Given that during recovery the sources are rewound and replayed, "exactly once" means that the state managed by Flink is affected exactly once, not that the stream elements are processed exactly once.
There's nothing particularly special about windows in this regard. Depending on the type of window function being applied, a window's contents are kept in an element of managed ListState, ReducingState, AggregatingState, or FoldingState. As stream elements arrive and are being assigned to a window, they are appended, reduced, aggregated, or folded into that state. Other components of the window API, including Triggers and ProcessWindowFunctions, can have state that is checkpointed as well. For example, CountTrigger using ReducingState to keep track of how many elements have been assigned to the window, adding one to the count as each element is added to the window.
In the case where the window function is a ProcessWindowFunction, all of the elements assigned to the window are saved in Flink state, and are passed in an Iterable to the ProcessWindowFunction when the window is triggered. That function iterates over the contents and produces a result. The internal state of the ProcessWindowFunction is not checkpointed; if the job fails during the execution of the ProcessWindowFunction the job will resume from the most recently completed checkpoint. This will involve rewinding back to a time before the window received the event that triggered the window firing (that event can't be included in the checkpoint because a checkpoint barrier following it can not have had its effect yet). Sooner or later the window will again reach the point where it is triggered and the ProcessWindowFunction will be called again -- with the same window contents it received the first time -- and hopefully this time it won't fail. (Note that I've ignored the case of processing-time windows, which do not behave deterministically.)
When a ProcessWindowFunction uses managed/checkpointed state, it is used to remember things between firings, not within a single firing. For example, a window that allows late events might want to store the result previously reported, and then issue an update for each late event.
I want to know how to checkpoint a window. For example, windowed wordcount:
DataStream<Tuple3<String, Long, Long>> counts =
// split up the lines in pairs (2-tuples) containing: (word,1)
text
.flatMap(new Tokenizer())
.assignTimestampsAndWatermarks(new timestamp())
.keyBy(0)
.timeWindow(Time.seconds(2))
.process(new CountFunction())
Q1: What state should I save in CountFunction()? Do I need to save the buffer element of the window? Should I use ListState to store the buffered data in the window and use ValueState to store the current sum value?

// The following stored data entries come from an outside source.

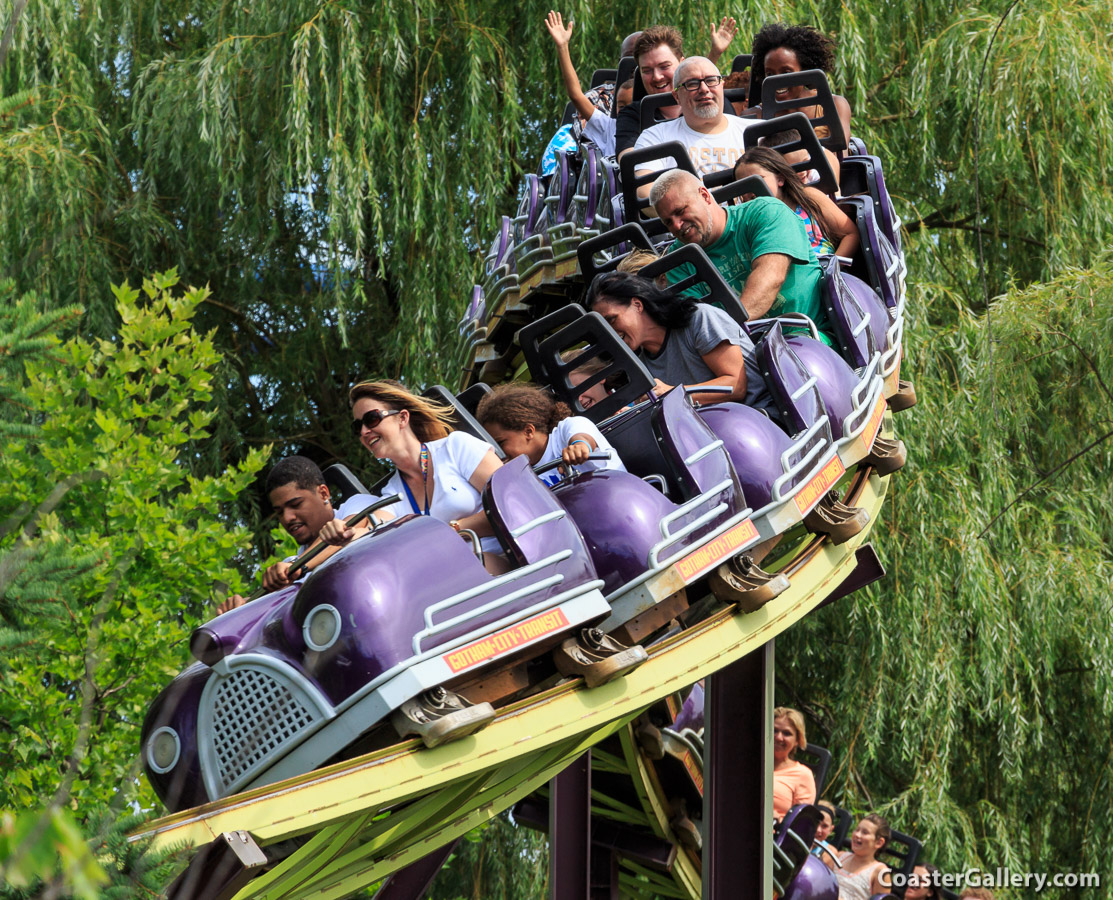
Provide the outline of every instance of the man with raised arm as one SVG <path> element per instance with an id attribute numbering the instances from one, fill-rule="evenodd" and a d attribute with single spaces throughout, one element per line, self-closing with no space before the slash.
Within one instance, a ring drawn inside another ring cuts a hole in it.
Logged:
<path id="1" fill-rule="evenodd" d="M 673 73 L 673 96 L 680 116 L 647 128 L 634 144 L 635 150 L 679 141 L 688 149 L 692 165 L 700 175 L 732 169 L 745 152 L 742 135 L 754 122 L 723 112 L 723 76 L 711 60 L 689 56 Z M 642 165 L 638 175 L 671 168 L 671 156 Z M 645 193 L 649 186 L 645 186 Z"/>
<path id="2" fill-rule="evenodd" d="M 703 182 L 679 169 L 659 176 L 649 202 L 676 242 L 698 244 L 723 279 L 742 300 L 751 319 L 803 313 L 819 329 L 824 343 L 827 315 L 820 289 L 823 270 L 800 218 L 775 197 L 756 197 L 724 209 Z M 670 282 L 691 274 L 681 266 L 668 273 Z"/>
<path id="3" fill-rule="evenodd" d="M 306 573 L 303 571 L 300 578 L 291 581 L 290 563 L 316 542 L 317 535 L 326 522 L 346 518 L 366 509 L 379 499 L 374 494 L 354 494 L 341 503 L 339 509 L 334 509 L 325 476 L 313 460 L 304 456 L 287 456 L 279 460 L 267 474 L 266 491 L 279 523 L 298 542 L 297 553 L 276 562 L 263 572 L 263 588 L 268 592 L 305 577 Z M 394 518 L 385 509 L 377 510 L 373 515 L 380 521 Z M 322 551 L 305 568 L 312 569 L 324 562 L 337 549 L 339 548 L 330 547 Z M 233 594 L 217 608 L 217 615 L 243 606 L 246 602 L 239 594 Z"/>

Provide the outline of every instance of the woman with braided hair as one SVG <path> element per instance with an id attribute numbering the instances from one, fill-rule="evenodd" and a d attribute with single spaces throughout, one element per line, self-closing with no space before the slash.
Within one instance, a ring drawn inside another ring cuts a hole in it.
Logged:
<path id="1" fill-rule="evenodd" d="M 531 466 L 561 459 L 585 469 L 626 471 L 618 453 L 590 419 L 571 415 L 567 404 L 536 385 L 499 385 L 479 401 L 475 417 L 508 459 L 524 454 Z M 593 450 L 610 450 L 611 458 L 589 460 Z M 559 476 L 546 473 L 542 480 L 551 484 Z"/>

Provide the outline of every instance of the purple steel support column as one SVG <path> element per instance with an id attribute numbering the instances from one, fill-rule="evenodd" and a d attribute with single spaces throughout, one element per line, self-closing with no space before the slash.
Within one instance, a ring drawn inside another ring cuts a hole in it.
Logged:
<path id="1" fill-rule="evenodd" d="M 703 897 L 772 897 L 773 642 L 705 690 Z"/>
<path id="2" fill-rule="evenodd" d="M 373 900 L 419 900 L 424 897 L 457 843 L 459 838 L 388 876 L 382 887 L 375 891 Z"/>
<path id="3" fill-rule="evenodd" d="M 591 900 L 621 900 L 618 893 L 618 854 L 591 848 Z"/>
<path id="4" fill-rule="evenodd" d="M 591 754 L 549 782 L 549 896 L 591 896 Z"/>

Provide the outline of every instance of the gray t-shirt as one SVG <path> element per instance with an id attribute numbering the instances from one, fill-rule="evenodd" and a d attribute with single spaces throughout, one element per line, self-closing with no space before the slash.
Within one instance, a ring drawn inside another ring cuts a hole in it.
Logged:
<path id="1" fill-rule="evenodd" d="M 718 307 L 697 303 L 692 321 L 683 328 L 671 329 L 656 356 L 645 352 L 638 355 L 650 374 L 665 384 L 700 384 L 716 377 L 703 361 L 703 355 L 723 341 L 742 348 L 742 358 L 746 362 L 746 397 L 743 402 L 757 409 L 772 408 L 773 398 L 769 396 L 754 357 L 754 342 L 734 319 Z"/>

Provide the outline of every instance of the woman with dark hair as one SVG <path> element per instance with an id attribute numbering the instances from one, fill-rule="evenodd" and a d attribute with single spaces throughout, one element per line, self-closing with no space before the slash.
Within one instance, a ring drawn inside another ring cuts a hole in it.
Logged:
<path id="1" fill-rule="evenodd" d="M 449 407 L 419 397 L 396 381 L 357 384 L 348 392 L 348 401 L 352 433 L 376 459 L 394 464 L 383 494 L 401 494 L 402 513 L 433 516 L 456 531 L 475 532 L 487 570 L 505 572 L 506 558 L 483 511 L 483 488 L 502 465 L 491 445 L 453 431 Z M 320 536 L 326 543 L 344 544 L 365 531 L 334 519 Z"/>
<path id="2" fill-rule="evenodd" d="M 761 105 L 761 84 L 769 75 L 784 75 L 788 72 L 804 72 L 808 69 L 822 69 L 828 75 L 835 65 L 835 42 L 827 35 L 807 25 L 782 25 L 774 22 L 762 26 L 754 35 L 753 62 L 750 64 L 750 108 Z M 813 96 L 814 92 L 798 85 L 777 91 L 778 100 L 794 100 L 798 97 Z M 842 122 L 845 138 L 850 137 L 850 104 L 845 97 L 834 95 L 835 111 Z M 822 108 L 809 111 L 808 118 L 817 119 L 823 115 Z M 816 129 L 816 137 L 828 137 L 826 128 Z"/>
<path id="3" fill-rule="evenodd" d="M 626 272 L 597 275 L 587 305 L 638 354 L 657 379 L 657 393 L 680 384 L 725 385 L 730 394 L 697 392 L 693 399 L 772 405 L 754 359 L 753 341 L 721 309 Z"/>
<path id="4" fill-rule="evenodd" d="M 768 147 L 747 150 L 735 163 L 734 177 L 750 175 L 761 178 L 774 197 L 796 211 L 817 254 L 854 255 L 858 249 L 858 229 L 850 216 L 823 191 L 801 184 L 796 171 L 780 153 Z"/>
<path id="5" fill-rule="evenodd" d="M 532 384 L 501 384 L 479 401 L 475 410 L 479 424 L 487 429 L 507 459 L 523 454 L 531 466 L 564 460 L 585 469 L 626 467 L 595 423 L 572 415 L 568 405 Z M 608 460 L 589 460 L 593 450 L 610 450 Z M 556 472 L 541 480 L 555 484 Z"/>
<path id="6" fill-rule="evenodd" d="M 942 900 L 939 884 L 939 869 L 931 863 L 918 863 L 908 876 L 904 900 Z"/>

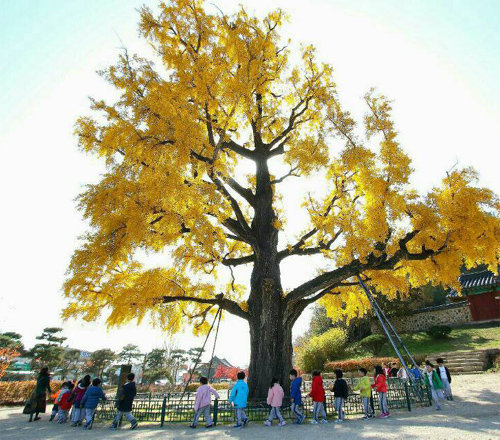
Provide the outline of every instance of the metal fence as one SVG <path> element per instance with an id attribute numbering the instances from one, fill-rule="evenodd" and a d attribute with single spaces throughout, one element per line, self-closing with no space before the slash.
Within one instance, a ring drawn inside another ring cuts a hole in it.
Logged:
<path id="1" fill-rule="evenodd" d="M 348 380 L 350 386 L 355 381 Z M 194 400 L 196 393 L 186 393 L 181 399 L 182 393 L 142 393 L 136 396 L 132 412 L 139 422 L 159 424 L 165 423 L 190 423 L 194 417 Z M 387 401 L 389 409 L 407 409 L 411 411 L 415 406 L 430 406 L 431 397 L 428 387 L 419 382 L 411 385 L 400 379 L 389 379 L 387 381 Z M 116 401 L 109 399 L 103 402 L 95 418 L 102 421 L 111 421 L 114 418 Z M 375 392 L 372 393 L 371 405 L 375 411 L 379 411 L 379 403 Z M 333 394 L 327 393 L 325 400 L 327 416 L 336 415 Z M 212 417 L 214 424 L 233 423 L 235 421 L 234 408 L 229 400 L 219 399 L 213 401 Z M 249 400 L 246 413 L 250 421 L 264 421 L 269 416 L 270 407 L 265 400 Z M 344 411 L 347 416 L 363 414 L 363 405 L 359 394 L 350 394 L 346 399 Z M 302 412 L 306 418 L 312 418 L 313 402 L 304 399 Z M 281 413 L 286 419 L 293 419 L 290 408 L 290 399 L 285 398 L 281 407 Z"/>

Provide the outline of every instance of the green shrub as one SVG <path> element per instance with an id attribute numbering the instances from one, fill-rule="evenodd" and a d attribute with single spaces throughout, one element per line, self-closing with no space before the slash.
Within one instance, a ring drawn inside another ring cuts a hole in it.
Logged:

Q2: When the fault occurs, how are the elements in the window handled? What happens when the window is restored?
Thank you for the help.
All of the state needed for Flink's windowing APIs is managed by Flink -- so you don't need to do anything. So long as checkpointing is enabled, the window buffer will be checkpointed and restored as needed.
Normally the CountFunction won't have any state that needs to be checkpointed. If the job fails while CountFunction is in the middle of iterating over the window's contents, the job will be rewound, and CountFunction will be called again with the same inputs.
If you do need to keep state in your CountFunction, then see Using per-window state in ProcessWindowFunction for information on how to go about that. It sounds like you will want to use globalState() (state that endures across all time), which you can access via the Context object passed to your process window function.
While you don't have a keyed stream, I suggest you use the keyed state mechanism described above. You can transform your non-keyed stream into a keyed stream by using keyBy with a constant key.